In this hypertext reader, two views are always available: a text view (in the window you see now) and a map view (in the window behind this one).

The text view presents the content of the hypertext — i.e., the writings comprising the archive, or else ancillary writings such as these Directions, the Foreword and Afterword, etc. Each text window (or writing space) is like a page of text in a book, except that to get from one hypertext "page" to another, you will usually click an object on your computer screen with the mouse.

To switch from text view to map view, click in the center of the four arrows on the tool palette to the left.

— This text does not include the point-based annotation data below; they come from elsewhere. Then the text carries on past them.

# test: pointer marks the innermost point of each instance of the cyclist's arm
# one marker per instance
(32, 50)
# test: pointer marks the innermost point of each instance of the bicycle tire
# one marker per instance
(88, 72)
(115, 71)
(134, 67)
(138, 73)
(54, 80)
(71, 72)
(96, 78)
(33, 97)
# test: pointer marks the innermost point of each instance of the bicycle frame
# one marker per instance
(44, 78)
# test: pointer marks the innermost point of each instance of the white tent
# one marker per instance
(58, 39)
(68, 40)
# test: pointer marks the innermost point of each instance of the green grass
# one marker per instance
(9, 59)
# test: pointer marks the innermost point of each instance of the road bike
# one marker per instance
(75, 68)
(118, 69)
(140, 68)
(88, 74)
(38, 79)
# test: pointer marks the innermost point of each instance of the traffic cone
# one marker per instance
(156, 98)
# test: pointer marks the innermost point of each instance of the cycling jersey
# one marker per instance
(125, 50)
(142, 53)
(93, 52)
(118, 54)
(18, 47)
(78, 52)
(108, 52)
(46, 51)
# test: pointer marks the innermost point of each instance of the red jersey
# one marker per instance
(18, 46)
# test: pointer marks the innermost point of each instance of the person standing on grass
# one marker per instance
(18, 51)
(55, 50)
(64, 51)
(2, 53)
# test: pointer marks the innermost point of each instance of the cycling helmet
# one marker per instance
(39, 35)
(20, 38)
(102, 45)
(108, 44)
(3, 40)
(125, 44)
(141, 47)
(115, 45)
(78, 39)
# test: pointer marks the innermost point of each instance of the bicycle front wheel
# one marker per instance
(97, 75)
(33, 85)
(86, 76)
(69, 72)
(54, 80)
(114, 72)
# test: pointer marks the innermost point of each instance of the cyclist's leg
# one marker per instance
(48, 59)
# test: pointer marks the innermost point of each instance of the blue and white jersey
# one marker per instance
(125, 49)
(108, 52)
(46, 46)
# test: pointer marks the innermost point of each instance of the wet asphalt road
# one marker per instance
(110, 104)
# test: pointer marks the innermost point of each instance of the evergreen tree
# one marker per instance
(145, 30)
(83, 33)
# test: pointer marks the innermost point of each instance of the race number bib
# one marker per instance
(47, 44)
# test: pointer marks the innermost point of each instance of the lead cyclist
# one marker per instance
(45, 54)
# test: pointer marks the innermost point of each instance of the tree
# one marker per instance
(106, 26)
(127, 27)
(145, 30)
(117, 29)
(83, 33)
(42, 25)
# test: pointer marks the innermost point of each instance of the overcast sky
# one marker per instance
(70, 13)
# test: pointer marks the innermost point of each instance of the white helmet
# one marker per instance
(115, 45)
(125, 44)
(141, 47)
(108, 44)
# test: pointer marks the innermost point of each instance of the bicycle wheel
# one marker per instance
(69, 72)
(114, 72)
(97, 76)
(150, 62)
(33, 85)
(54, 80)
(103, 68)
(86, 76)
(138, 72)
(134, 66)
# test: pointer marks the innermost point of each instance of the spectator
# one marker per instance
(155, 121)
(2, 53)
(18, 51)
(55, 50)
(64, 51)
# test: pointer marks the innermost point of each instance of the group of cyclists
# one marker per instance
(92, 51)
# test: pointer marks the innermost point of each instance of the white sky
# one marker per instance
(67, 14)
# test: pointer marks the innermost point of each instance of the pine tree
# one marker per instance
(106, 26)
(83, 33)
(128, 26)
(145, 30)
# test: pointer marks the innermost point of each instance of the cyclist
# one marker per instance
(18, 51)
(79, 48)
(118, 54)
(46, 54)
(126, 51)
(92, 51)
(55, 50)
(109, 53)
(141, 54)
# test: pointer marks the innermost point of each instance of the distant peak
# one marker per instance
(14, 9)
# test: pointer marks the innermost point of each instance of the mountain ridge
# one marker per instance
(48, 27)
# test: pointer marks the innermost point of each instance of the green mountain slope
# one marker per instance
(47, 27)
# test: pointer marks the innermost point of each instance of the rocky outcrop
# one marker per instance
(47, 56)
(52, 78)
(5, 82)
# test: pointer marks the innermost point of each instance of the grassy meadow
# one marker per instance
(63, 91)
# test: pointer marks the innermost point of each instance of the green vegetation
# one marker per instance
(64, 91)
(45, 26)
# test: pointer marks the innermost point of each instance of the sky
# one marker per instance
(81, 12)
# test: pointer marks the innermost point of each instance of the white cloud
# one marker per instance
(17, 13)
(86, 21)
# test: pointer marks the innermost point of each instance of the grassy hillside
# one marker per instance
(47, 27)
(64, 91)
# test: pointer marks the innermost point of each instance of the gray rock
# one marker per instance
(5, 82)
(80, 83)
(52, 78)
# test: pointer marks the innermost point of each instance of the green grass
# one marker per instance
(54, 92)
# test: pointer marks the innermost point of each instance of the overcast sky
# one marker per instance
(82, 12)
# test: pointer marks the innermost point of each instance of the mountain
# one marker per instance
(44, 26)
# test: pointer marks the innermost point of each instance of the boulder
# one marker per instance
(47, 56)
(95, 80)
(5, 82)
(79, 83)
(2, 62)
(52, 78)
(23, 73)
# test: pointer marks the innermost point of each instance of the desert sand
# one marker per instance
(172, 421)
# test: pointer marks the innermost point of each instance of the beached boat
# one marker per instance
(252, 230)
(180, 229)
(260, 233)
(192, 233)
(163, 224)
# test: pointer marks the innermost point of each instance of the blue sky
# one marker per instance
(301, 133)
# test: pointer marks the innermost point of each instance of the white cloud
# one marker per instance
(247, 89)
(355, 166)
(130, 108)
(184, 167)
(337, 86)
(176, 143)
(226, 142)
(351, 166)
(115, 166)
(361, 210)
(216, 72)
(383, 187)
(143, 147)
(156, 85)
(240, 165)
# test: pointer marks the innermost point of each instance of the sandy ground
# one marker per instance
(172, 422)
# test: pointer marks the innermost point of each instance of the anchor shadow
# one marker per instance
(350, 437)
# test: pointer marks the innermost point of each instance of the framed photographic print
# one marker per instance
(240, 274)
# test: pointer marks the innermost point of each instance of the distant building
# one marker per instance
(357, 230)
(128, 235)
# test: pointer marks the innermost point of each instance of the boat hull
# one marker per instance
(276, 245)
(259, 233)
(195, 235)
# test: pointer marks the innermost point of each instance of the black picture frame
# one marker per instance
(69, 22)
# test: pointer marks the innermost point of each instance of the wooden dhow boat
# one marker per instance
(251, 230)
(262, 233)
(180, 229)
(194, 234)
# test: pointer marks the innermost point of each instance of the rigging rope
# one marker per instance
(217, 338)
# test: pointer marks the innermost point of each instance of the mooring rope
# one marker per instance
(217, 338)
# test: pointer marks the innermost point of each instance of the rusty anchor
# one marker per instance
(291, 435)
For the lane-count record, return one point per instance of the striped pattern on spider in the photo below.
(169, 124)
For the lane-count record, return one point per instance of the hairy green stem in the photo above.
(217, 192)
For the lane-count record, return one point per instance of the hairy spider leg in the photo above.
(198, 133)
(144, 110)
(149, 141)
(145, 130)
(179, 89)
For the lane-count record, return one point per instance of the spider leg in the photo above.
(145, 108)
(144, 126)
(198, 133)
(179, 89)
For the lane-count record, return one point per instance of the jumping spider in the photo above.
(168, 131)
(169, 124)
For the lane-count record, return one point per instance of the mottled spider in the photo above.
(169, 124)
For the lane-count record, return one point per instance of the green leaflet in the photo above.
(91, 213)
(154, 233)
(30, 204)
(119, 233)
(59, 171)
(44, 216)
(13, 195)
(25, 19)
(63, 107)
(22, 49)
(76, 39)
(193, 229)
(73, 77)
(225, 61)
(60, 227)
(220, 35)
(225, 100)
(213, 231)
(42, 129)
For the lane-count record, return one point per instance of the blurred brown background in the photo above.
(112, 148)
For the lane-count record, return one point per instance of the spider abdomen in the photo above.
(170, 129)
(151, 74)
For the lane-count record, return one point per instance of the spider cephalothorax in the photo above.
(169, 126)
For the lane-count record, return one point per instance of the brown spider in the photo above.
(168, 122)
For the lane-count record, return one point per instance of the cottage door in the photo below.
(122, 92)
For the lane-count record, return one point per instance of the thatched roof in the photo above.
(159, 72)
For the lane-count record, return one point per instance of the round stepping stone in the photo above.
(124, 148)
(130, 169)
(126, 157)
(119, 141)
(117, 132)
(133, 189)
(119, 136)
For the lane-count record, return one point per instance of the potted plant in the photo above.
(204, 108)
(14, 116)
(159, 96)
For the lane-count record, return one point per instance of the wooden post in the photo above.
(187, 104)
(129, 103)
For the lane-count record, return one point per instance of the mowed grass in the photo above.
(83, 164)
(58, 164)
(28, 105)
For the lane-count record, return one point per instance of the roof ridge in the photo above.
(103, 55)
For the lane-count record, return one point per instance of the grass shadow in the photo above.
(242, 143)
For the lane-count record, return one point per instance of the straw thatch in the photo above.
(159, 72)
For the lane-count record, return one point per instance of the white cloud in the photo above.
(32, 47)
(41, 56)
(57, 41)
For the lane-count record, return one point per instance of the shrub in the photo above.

Or you can click inside the other window — if it is visible. (To return to text view, simply do the same thing again.)

<Click the double-headed arrow (<=>) on the tool palette.>

The map view presents the structure in which these writings are arranged and connected. This structure is similar to the hierarchical file system (folders-within-folders) used by the Macintosh and Windows operating systems. Each box on the map can contain text or other boxes or both; some have labeled arrows leading into and/or out of them. These arrows indicate links.

The tool palette contains a variety of navigation devices:

Clicking the navigate tool moves you forward along the "default path" of links through the writings. You can also follow the default link from one writing space to another by hitting <return> twice. To backtrack, hold down the <shift> key and click on the navigate tool.

<Click the navigate tool.>

Links are also attached to words and phrases within the text itself. Hold down the Option and Command keys at the same time: wireframes appear around the linked text. To follow its link, select the framed text after releasing the Option and Command keys. (Try it now and see what happens.)

There are a handful of guarded links: i.e., links that will not work until after you have visited a different space, which usually contains necessary information. Most such spaces lie on the default path.

All of the writings can be reached from the Inventory, which resides near the top level of the structure. To go to the Inventory from any space, click the up arrow on the compass tool — repeatedly, if necessary — until you get there. If you overshoot it, just click the down arrow once or twice.

The Inventory consists of two levels. The top level lists the authors or subjects of the writings; selecting a name will take you to that person's "home page," which lists the titles of his writings. At this second level, the titles in green indicate writings that lie on the default path; the writings whose titles appear in blue do not.

<Hit <return> twice.>

Different methods of navigation will occasionally lead to different places in the hypertext. For example, when you choose a writing from the Inventory, you will go to that writing's title page or book plate. Selecting the title in the book plate will usually open an editorial note on that particular writing, whereas clicking the navigate tool (or hitting <return> twice) will take you straight to the beginning of the writing itself.

After following various paths through the writings, you may wish to surf the map to see if you missed anything. To do this, click once in the map window to bring it to the front, or else click once on the toggle tool to switch to map view. If a box contains text, a paragraph mark (¶) will appear in the title bar. To read the text within such a box, click once on the box to select it, then click the toggle tool to switch to text view. If a box contains other boxes, they will usually be visible within the open space beneath the box's title bar. To open the box to get at the boxes within, double-click in this space.